Every Reason Not to Buy the Google Chromebook Pixel - vincefutr23
http://gizmodo.com/5986031/every-reason-not-to-buy-the-google-chromebook-pixel
======
mrb
Gizmodo lies: _"It's just $50 short of enough to buy a MacBook Pro that has a
similarly retina display"_

No it is not. As pointed out, the non-LTE Pixel is $1300 which is $200 less
than the $1500 MacBook Pro. If you want to compare similar machines, then at
least amke an effort to make them somewhate comparable, duh!

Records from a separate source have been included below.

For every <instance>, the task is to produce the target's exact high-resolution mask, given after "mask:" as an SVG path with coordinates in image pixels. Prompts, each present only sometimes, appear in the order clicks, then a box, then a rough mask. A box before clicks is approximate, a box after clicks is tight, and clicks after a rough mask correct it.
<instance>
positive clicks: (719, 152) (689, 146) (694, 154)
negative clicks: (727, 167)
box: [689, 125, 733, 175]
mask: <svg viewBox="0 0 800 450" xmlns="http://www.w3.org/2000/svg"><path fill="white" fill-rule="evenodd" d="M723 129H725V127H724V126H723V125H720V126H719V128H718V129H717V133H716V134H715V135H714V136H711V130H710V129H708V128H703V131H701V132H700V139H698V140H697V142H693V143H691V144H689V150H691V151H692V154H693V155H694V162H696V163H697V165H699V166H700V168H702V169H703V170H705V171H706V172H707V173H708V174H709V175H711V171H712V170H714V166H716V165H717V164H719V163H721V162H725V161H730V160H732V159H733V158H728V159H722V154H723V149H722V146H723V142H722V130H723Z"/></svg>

The only valid criticism IMHO is the 32GB internal storage. Google should have
priced the Pixel $1200, same as the Mac Book Air 13". Compared to the Air, the
Pixel would be seen as reducing the internal storage from 128GB to 32GB, and
increasing the screen to a high-resolution high-DPI one. That's a tradeoff
that people can understand. Also, the $1200 base price would have allowed an
end-user to upgrade (assuming it is upgradable) the RAM and SSD to 8GB and
128GB, leaving the total upgraded cost of the Pixel still a bit shy of the
$1500 MacBook Pro 13" Retina, while having slightly lower specs (slower CPU,
no ThunderBolt ports, lower-capacity battery).

------
TylerE
What a dumb article.

Especially how the author makes such a huge deal about how a 1.5:1 screen is
"almost square". (Of course, a 1.6:1 typical flatpanel isn't, of course).

Not to mention that's it Gawker blog-spam crap.